High CPU usage of tracker-miner-fs (3.0) in `notify_roots_finished()`
Recently I tried configuring my external HD for indexing, and to my surprise this already works.
After unplugging and replugging the HD I spotted tracker-miner-fs-3
burning a lot of CPU, so decided to investigate.

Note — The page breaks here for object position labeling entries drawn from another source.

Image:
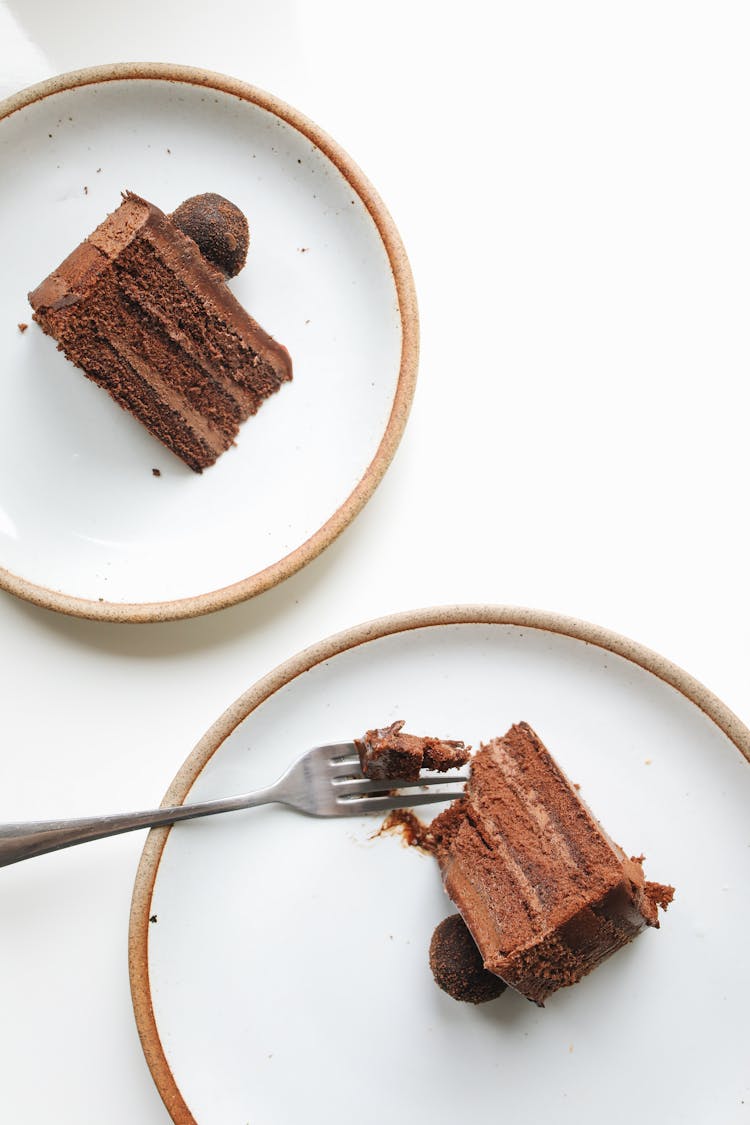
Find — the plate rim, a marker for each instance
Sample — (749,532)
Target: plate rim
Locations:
(282,568)
(544,621)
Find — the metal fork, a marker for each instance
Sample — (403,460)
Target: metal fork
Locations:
(325,782)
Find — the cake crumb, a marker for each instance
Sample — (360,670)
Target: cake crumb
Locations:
(414,833)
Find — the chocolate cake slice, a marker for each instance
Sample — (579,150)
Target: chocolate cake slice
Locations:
(150,318)
(387,753)
(544,892)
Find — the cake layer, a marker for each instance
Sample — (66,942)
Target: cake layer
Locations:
(144,315)
(545,893)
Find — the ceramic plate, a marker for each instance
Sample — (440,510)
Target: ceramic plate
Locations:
(86,525)
(279,964)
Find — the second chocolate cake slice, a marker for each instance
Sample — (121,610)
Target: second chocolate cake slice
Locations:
(545,893)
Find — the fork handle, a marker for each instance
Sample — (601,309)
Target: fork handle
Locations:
(36,837)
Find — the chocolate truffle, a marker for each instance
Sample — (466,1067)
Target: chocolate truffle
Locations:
(218,227)
(386,753)
(457,964)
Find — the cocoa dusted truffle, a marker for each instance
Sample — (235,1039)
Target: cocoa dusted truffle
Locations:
(388,753)
(457,964)
(218,227)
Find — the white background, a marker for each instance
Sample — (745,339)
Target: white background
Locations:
(571,183)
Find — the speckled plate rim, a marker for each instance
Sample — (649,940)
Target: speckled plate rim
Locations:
(147,872)
(407,304)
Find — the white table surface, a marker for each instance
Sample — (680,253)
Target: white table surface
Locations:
(571,183)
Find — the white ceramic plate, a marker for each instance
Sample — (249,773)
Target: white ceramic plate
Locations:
(86,525)
(283,975)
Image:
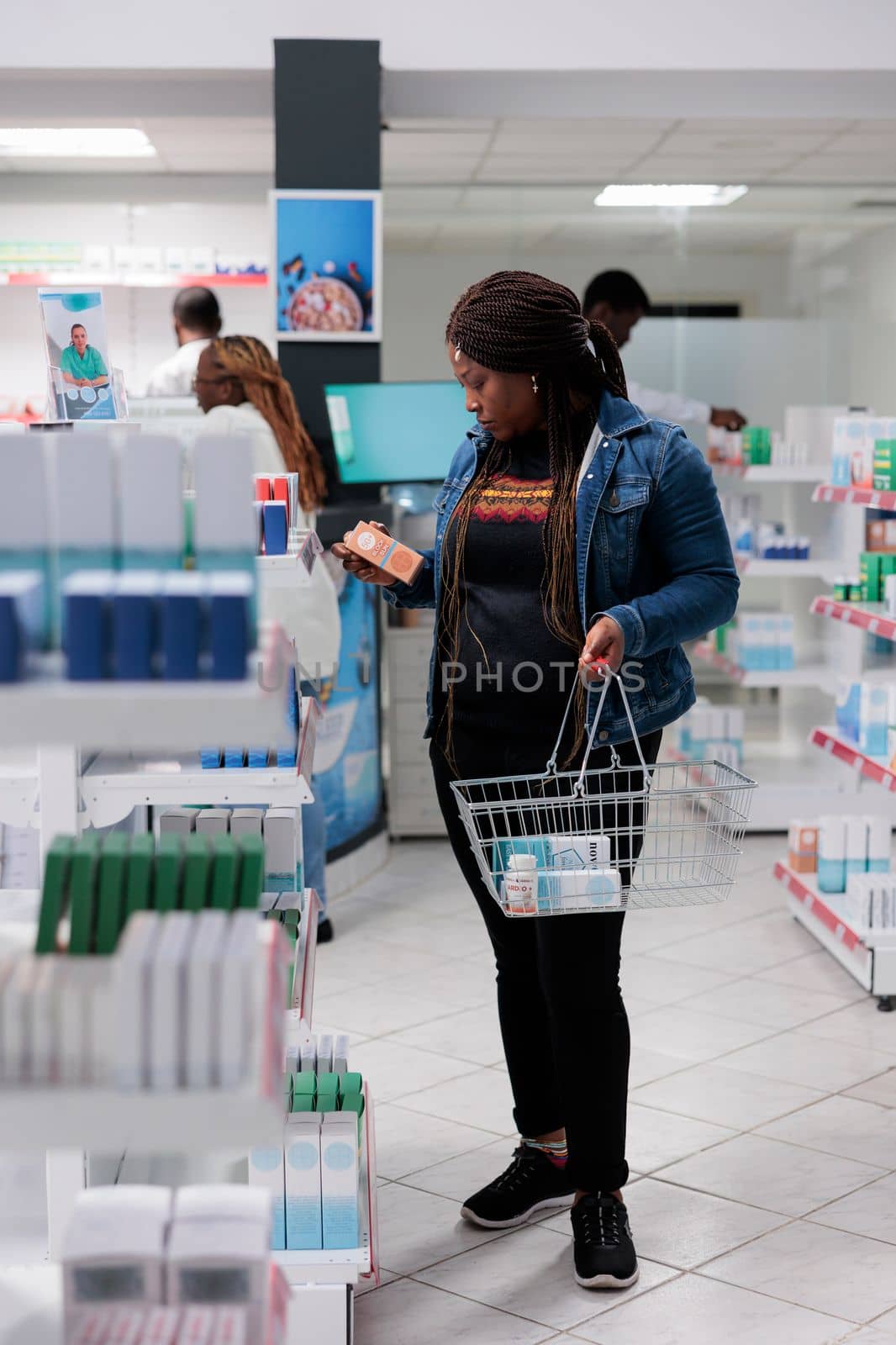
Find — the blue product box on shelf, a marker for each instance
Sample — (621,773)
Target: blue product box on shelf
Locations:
(229,625)
(87,625)
(134,609)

The folder enqueued for indexing has 3298 subfolders. t-m-fs seems to be doing this:
- miner_handle_next_item()
- -> item_queue_get_next_file()
- -> -> tracker_file_notifier_is_active() -> returns TRUE (there are ~60 dirs in
priv->pending_index_roots
) - -> item_queue_get_next_file() returns FALSE
- -> -> tracker_sparql_buffer_flush() -> priv->tasks is empty
- -> -> notify_roots_finished()
The CPU bottleneck appears to be in notify_roots_finished()
.
(gdb) call g_hash_table_size(fs->priv->roots_to_notify)
$23 = 2245
We iterate through all 2245 items in the hash table, and since check_queues
is TRUE we call tracker_priority_queue_find()
for each one.
(gdb) p (fs->priv->items)->queue->length
$27 = 30134
...so the tracker_priority_queue_find()
call there is likely what's triggering the high CPU usage, iterating a 30k item linked list 2245 times.
The crawl is ongoing, and each call to file_notifier_directory_finished()
grows the roots_to_notify
hash table, so this is a rather pathological case.
This is happening with 3.0.1, I will re-test with master.